Start with a non-empty pile of N counters. A move consists in splitting a pile into two non-empty parts. Repeat the process by applying the moves to thus obtained piles. The process ends when there is no pile left with more than a single counter.

## Theorem

Every process described above that starts with a pile of n counters ends in n - 1 steps.
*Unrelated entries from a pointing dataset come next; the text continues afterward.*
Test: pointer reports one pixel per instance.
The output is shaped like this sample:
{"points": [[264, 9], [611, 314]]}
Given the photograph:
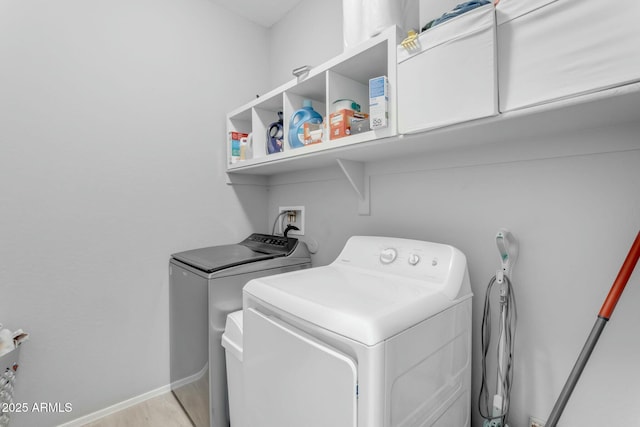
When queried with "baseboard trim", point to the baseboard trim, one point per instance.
{"points": [[86, 419]]}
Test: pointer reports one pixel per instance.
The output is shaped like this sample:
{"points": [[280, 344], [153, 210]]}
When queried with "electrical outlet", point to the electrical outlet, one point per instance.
{"points": [[295, 218], [535, 422]]}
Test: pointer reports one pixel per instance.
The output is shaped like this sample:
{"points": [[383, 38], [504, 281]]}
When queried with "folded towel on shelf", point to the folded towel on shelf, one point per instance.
{"points": [[456, 11]]}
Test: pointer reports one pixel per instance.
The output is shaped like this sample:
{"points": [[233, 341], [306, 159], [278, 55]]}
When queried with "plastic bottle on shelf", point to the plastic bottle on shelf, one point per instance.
{"points": [[296, 126]]}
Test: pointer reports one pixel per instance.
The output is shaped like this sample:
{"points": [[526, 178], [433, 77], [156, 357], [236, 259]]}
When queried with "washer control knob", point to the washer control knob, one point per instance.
{"points": [[414, 259], [387, 256]]}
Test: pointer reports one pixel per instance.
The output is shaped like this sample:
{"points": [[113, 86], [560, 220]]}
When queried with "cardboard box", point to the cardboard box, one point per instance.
{"points": [[341, 123], [234, 145], [379, 102]]}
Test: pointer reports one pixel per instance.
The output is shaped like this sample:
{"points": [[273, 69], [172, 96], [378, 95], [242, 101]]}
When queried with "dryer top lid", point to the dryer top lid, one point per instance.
{"points": [[369, 294], [256, 247]]}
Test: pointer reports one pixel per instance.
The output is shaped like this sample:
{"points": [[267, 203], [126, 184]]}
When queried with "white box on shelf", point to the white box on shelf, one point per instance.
{"points": [[554, 49], [379, 102], [451, 75]]}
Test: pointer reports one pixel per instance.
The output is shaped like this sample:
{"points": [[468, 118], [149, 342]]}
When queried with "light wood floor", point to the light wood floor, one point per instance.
{"points": [[161, 411]]}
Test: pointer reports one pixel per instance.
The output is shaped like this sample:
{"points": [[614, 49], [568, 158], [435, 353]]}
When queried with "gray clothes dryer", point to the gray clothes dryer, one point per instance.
{"points": [[206, 285]]}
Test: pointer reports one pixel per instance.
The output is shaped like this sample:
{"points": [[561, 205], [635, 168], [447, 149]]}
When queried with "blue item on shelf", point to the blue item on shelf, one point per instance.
{"points": [[459, 10], [296, 126], [275, 136]]}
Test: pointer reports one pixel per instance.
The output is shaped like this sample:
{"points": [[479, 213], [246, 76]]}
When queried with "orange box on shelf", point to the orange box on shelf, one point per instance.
{"points": [[340, 122]]}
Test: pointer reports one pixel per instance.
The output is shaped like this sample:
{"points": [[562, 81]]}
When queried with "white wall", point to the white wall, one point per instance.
{"points": [[575, 216], [111, 158], [310, 34]]}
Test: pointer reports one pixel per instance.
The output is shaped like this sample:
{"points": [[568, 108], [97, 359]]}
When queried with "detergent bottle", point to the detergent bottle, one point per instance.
{"points": [[296, 127]]}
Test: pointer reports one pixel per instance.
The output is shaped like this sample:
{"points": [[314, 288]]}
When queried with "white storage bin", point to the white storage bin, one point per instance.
{"points": [[554, 49], [232, 342], [451, 77]]}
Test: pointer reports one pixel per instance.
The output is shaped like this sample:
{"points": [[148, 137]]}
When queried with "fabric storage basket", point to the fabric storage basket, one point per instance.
{"points": [[451, 76], [554, 49]]}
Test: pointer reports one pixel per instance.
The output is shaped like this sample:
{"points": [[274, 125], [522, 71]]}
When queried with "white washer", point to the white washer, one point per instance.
{"points": [[381, 337]]}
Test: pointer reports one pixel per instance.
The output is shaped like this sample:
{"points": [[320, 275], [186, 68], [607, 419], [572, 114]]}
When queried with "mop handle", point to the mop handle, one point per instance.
{"points": [[603, 317], [621, 281]]}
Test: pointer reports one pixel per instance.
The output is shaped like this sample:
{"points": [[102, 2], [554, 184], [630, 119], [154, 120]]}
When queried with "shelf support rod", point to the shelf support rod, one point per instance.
{"points": [[359, 179]]}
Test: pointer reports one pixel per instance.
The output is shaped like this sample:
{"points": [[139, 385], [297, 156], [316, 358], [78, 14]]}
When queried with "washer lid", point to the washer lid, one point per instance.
{"points": [[365, 306], [217, 258]]}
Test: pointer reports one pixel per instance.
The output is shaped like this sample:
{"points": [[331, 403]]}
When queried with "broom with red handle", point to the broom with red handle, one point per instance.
{"points": [[604, 315]]}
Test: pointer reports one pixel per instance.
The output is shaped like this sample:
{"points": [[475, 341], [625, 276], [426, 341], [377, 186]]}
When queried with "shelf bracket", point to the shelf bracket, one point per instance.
{"points": [[241, 179], [359, 179]]}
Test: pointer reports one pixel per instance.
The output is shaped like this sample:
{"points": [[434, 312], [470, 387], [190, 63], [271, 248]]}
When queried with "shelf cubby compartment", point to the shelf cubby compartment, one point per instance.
{"points": [[343, 77], [314, 89]]}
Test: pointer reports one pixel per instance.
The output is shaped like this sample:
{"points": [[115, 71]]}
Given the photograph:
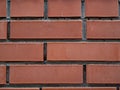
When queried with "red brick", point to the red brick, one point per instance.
{"points": [[81, 88], [19, 89], [27, 8], [2, 8], [21, 52], [103, 74], [105, 29], [83, 51], [101, 8], [64, 8], [2, 74], [62, 29], [3, 30], [46, 74]]}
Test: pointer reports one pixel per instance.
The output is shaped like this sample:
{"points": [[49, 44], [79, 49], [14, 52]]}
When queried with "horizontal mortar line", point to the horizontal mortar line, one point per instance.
{"points": [[84, 62], [61, 62], [61, 18], [60, 40], [60, 85]]}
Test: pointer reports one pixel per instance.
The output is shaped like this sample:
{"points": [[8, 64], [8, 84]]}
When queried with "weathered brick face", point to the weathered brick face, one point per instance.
{"points": [[59, 44]]}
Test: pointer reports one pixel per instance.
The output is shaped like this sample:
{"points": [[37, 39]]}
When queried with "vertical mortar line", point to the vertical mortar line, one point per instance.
{"points": [[8, 20], [40, 88], [117, 88], [45, 9], [83, 20], [119, 8], [84, 75], [45, 52], [7, 73]]}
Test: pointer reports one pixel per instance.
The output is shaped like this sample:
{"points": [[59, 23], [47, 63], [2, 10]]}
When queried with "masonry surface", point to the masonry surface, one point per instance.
{"points": [[59, 45]]}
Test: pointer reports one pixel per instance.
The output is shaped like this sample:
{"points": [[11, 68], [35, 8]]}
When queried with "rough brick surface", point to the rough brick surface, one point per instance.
{"points": [[104, 74], [2, 8], [46, 29], [103, 29], [64, 8], [83, 51], [59, 44], [46, 74], [101, 8], [21, 52], [3, 30], [27, 8], [81, 88], [2, 74]]}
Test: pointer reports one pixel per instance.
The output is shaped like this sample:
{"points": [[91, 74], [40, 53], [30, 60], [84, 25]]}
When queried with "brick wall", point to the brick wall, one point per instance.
{"points": [[59, 45]]}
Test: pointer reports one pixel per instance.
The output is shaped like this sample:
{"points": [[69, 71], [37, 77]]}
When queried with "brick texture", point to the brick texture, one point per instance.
{"points": [[83, 51], [101, 8], [2, 8], [27, 8], [103, 29], [2, 74], [46, 74], [59, 44], [3, 30], [46, 30], [19, 88], [64, 8], [21, 52], [104, 74]]}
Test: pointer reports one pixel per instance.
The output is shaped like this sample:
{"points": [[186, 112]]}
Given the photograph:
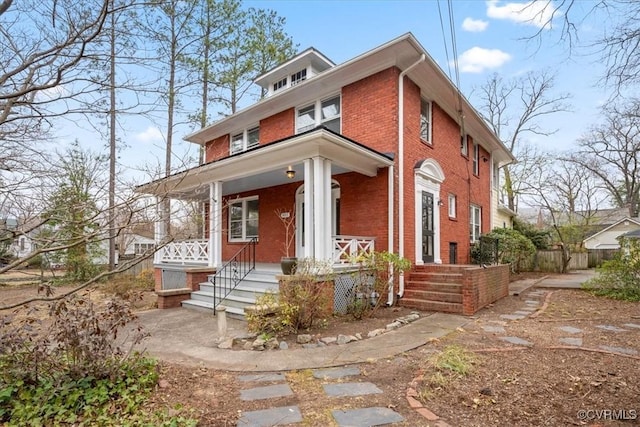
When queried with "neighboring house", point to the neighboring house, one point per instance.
{"points": [[607, 238], [378, 152]]}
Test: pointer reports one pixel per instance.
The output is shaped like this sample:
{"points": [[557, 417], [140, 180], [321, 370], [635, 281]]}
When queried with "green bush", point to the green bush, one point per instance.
{"points": [[513, 247], [73, 372], [619, 278]]}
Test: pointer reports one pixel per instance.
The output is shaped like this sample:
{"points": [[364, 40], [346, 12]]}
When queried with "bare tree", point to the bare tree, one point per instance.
{"points": [[570, 194], [611, 151], [514, 110]]}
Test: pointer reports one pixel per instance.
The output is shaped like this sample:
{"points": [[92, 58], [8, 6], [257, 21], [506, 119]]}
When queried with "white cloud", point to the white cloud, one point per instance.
{"points": [[474, 25], [536, 13], [478, 59], [149, 135]]}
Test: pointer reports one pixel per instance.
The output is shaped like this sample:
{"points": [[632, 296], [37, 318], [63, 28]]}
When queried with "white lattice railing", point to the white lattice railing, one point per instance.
{"points": [[185, 252], [345, 248]]}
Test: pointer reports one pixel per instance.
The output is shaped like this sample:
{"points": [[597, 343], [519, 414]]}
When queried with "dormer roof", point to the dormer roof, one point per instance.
{"points": [[311, 59]]}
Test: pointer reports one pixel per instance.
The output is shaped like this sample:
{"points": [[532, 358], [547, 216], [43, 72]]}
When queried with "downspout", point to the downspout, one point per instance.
{"points": [[401, 167], [390, 219]]}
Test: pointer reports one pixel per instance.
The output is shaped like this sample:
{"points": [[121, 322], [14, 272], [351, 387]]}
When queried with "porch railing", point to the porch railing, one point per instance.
{"points": [[185, 252], [229, 276], [345, 248]]}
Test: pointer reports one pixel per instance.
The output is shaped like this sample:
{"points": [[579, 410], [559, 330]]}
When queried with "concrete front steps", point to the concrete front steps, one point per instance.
{"points": [[434, 288], [257, 283]]}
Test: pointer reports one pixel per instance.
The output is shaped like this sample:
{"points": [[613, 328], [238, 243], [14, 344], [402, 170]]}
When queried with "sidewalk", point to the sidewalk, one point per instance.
{"points": [[190, 337]]}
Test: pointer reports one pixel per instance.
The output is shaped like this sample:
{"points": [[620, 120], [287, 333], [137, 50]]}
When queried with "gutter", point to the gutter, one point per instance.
{"points": [[401, 167]]}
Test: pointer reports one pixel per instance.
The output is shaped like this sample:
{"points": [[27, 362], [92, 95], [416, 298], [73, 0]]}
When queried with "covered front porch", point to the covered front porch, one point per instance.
{"points": [[329, 186]]}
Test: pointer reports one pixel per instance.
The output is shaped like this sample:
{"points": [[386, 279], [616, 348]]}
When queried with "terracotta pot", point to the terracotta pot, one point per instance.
{"points": [[288, 265]]}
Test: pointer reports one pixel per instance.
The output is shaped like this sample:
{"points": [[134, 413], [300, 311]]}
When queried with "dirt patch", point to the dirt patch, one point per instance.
{"points": [[546, 384], [508, 385]]}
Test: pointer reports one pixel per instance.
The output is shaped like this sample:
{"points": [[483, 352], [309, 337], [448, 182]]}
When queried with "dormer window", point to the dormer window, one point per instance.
{"points": [[245, 140], [298, 77], [280, 84]]}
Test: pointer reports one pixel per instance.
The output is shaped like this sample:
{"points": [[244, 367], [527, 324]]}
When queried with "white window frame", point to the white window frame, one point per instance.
{"points": [[464, 145], [476, 159], [243, 202], [317, 113], [475, 229], [298, 77], [426, 119], [244, 137], [452, 206]]}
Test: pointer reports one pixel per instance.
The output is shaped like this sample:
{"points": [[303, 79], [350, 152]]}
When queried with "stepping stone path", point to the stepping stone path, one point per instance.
{"points": [[359, 417], [532, 303]]}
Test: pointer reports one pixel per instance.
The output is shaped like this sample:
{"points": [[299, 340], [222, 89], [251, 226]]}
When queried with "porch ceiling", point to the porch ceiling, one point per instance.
{"points": [[265, 166]]}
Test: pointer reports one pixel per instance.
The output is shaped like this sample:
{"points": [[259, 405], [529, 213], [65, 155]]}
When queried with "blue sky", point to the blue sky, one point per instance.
{"points": [[489, 39]]}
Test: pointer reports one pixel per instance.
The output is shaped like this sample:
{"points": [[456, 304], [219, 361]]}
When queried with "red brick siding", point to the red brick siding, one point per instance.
{"points": [[278, 126], [370, 111], [458, 172]]}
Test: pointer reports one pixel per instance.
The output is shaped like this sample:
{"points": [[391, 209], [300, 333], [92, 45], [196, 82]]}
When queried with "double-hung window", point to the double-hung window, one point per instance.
{"points": [[452, 206], [464, 145], [243, 219], [476, 159], [298, 77], [245, 140], [475, 217], [425, 121], [322, 112]]}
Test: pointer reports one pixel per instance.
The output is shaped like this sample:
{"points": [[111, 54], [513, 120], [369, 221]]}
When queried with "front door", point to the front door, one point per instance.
{"points": [[427, 227]]}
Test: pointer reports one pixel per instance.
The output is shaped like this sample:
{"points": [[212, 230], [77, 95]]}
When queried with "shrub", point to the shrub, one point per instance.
{"points": [[303, 299], [371, 281], [619, 278], [74, 371], [513, 247]]}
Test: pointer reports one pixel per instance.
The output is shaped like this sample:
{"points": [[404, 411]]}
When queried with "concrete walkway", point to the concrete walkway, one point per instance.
{"points": [[190, 337]]}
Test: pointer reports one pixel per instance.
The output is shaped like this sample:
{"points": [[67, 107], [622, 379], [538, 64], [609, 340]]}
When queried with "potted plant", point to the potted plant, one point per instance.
{"points": [[288, 219]]}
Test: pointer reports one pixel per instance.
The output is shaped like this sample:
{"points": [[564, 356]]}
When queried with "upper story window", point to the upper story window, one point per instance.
{"points": [[464, 145], [425, 121], [244, 140], [476, 159], [280, 84], [325, 112], [475, 225], [452, 206], [243, 219], [298, 77]]}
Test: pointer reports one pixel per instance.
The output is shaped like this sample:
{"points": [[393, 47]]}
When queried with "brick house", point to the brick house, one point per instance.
{"points": [[381, 152]]}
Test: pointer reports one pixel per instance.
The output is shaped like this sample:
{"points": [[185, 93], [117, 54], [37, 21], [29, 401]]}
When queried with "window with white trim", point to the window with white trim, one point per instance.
{"points": [[280, 84], [322, 112], [245, 140], [476, 159], [425, 120], [243, 219], [452, 205], [475, 227], [298, 77], [464, 145]]}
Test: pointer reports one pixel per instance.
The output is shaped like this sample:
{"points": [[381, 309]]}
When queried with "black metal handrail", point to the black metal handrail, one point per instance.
{"points": [[229, 276]]}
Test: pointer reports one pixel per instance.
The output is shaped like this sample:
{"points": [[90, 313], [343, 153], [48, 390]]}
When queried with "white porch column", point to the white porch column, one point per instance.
{"points": [[159, 232], [308, 208], [215, 224], [321, 201]]}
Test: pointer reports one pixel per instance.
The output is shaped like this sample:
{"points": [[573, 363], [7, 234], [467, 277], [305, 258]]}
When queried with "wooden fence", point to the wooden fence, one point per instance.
{"points": [[551, 261], [598, 256]]}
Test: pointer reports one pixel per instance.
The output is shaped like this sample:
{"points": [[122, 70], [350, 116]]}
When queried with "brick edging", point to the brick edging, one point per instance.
{"points": [[419, 407]]}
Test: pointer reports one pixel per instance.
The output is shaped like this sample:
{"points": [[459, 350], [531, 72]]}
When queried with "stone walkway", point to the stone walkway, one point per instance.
{"points": [[574, 336], [337, 383]]}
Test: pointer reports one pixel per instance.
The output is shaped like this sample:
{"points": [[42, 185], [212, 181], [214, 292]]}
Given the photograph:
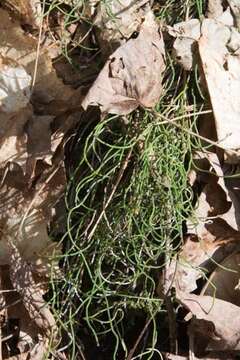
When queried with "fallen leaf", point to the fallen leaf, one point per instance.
{"points": [[235, 7], [117, 21], [132, 75], [23, 282], [28, 11], [218, 44], [14, 88], [214, 319], [186, 33], [221, 70], [224, 281], [214, 9]]}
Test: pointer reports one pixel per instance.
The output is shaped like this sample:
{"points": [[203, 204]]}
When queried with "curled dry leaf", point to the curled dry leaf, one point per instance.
{"points": [[221, 70], [224, 281], [214, 319], [214, 9], [186, 33], [211, 238], [132, 75], [14, 88], [118, 20], [218, 44], [22, 281]]}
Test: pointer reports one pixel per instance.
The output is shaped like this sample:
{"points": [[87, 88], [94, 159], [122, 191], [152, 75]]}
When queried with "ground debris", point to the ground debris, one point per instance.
{"points": [[128, 79]]}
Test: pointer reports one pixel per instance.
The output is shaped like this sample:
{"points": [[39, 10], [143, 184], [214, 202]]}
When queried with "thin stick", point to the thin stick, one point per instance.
{"points": [[132, 351], [211, 142], [38, 49], [121, 172]]}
## Proof #1 (by induction)

1. If there are just two counters we clearly need just one split.
2. Assume that for numbers 1<m<N we have already shown that it takes exactly (m - 1) splits to separate a pile consisting of m counters. Let there be a pile of N counters. Split it into two with m1 and m2 counters, respectively. Of course, m1 +  m2 = N. By the induction hypothesis it will take (m1 - 1) breaks to split the first pile and (m2 - 1) to split the second one. The total will be 1 + (m1 - 1)  + (m2 - 1)  = N - 1.

## Remark

In the proof by induction the quantity N - 1 might appear to have come out of the blue. However, there is a justification. Realization that the number of splits only depends on the size of a pile leads to the equation

f(m + n) =  f(m) + f(n) + 1

which I rewrite as g(m + n)  = g(m) + g(n), where g(n) = f(n) + 1. g is an additive integer function and thus is bound to be linear.

## Proof #2 (detecting an invariant)

Let start counting how many piles we have after a number of splits. The important observation is that every time we split a pile the total number of piles is grows by 1. (For one bigger pile is being replaced with two smaller ones.) When there is no piles to split, each pile consists of a single counter. At the beginning (after 0 splits) we had 1 pile. After 1 split we got 2 piles. As I said earlier, increasing the number of splits by one increases the number of piles by 1. Therefore, the latter is always greater by one than the former.